Knowles killing spree ended in November 1974, when he was captured by a hunter in the backwoods of Georgia, while trying to escape a roadblock. In custody, he bragged about the deaths and claimed his motive was a thirst for fame.

The Casanova Killer time in custody would not last long and he didn’t live to see 30. While working with detectives to locate hidden murder weapons on December 18, 1974, Knowles attempted to pick a lock on his handcuffs with a paper clip that he had hidden in his socks. Georgia Bureau of Investigation Agent Ronnie Angel responded by firing three shots into the chest of Knowles, killing him instantly.

1. Ottis Elwood Toole

Ottis Toole. Photograph courtesy of Crime Library at https://www.crimelibrary.com/blog/files/2013/05/ottis-toole.png

Ottis Elwood Toole was born in Jacksonville on March 5, 1947 to an abusive mother and an alcoholic father who abandoned him. As a child living in Springfield, he was a victim of sexual assault and incest. In addition, he claimed that his abuse started when he revealed to his family that he was gay.

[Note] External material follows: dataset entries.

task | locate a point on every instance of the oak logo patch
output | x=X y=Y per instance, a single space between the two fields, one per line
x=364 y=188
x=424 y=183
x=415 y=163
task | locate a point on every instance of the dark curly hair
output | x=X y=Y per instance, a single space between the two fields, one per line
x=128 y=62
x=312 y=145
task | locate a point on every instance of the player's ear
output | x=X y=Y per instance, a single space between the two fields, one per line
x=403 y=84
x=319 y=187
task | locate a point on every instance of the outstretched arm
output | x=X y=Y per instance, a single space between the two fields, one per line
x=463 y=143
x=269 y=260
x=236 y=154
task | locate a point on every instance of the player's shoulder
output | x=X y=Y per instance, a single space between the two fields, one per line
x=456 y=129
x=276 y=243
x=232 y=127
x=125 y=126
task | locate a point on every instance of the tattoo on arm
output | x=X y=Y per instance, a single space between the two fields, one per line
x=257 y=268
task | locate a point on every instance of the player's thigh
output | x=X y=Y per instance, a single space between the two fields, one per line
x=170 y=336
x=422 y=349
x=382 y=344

By the time he was a young adult, he had become a male prostitute and a serial arsonist, sexually aroused by fire. Although he was first arrested at the age of 17 for loitering, Toole claimed that his first killing occurred three years earlier when he ran over a traveling salesman who propositioned him for sex.

Between 1966 and 1974 and being supported by panhandling and prostitution, Toole drifted around the country racking up murder accusations in the Southwest and South. A wanted man, he returned to Jacksonville in early 1975.

After meeting Henry Lee Lucas at a Jacksonville soup kitchen in 1976, the two lovers went on to commit several murders. In 1982, Jacksonville’s streets would get a little safer when Toole was arrested and sentenced to 20 years for arson. While in custody, he admitted to barricading George Sonnenberg in a boarding house and lighting it on fire after an argument between the two, although according to Dr. Tim Gilmore of Jax Psycho Geo and author of Stalking Ottis Toole: A Southern Gothic, Toole also retracted his story. After being sentenced to life in prison, he admitted to committing several more murders. These included the strangulation of a 19-year old Tallahassee woman, four more murders in Jacksonville, and the confession of the 1981 murder of 6-year-old Adam Walsh.

Walsh had been abducted from a Sears department store in Hollywood, FL and his decapitated body was found two weeks later in a Vero Beach, FL canal. Adam’s death promoted his father John Walsh to become an advocate for victims’ right. Walsh would go on to become the host of the television program America’s Most Wanted. In addition, President Bush signed the Adam Walsh Child Protection and Safety Act in 2006 and the Code Adam program for helping lost kids in stores is named in Adam’s honor.

As for Jacksonville’s Toole, he never stepped foot outside of a prison again. He also retracted, and confessed, and retracted to killing Adam Walsh. According to Dr. Tim Gilmore, “the Jacksonville detective credited with obtaining Toole’s confession was removed from the case after it surfaced that he’d fed Toole information and offered him a book deal–especially ironic since Toole was illiterate and had an IQ of about 75.”

On September 15, 1996, he died of cirrhosis at Florida State Prison in Raiford. Toole’s associate, Henry Lee Lucas, died in prison of heart failure on March 13, 2001.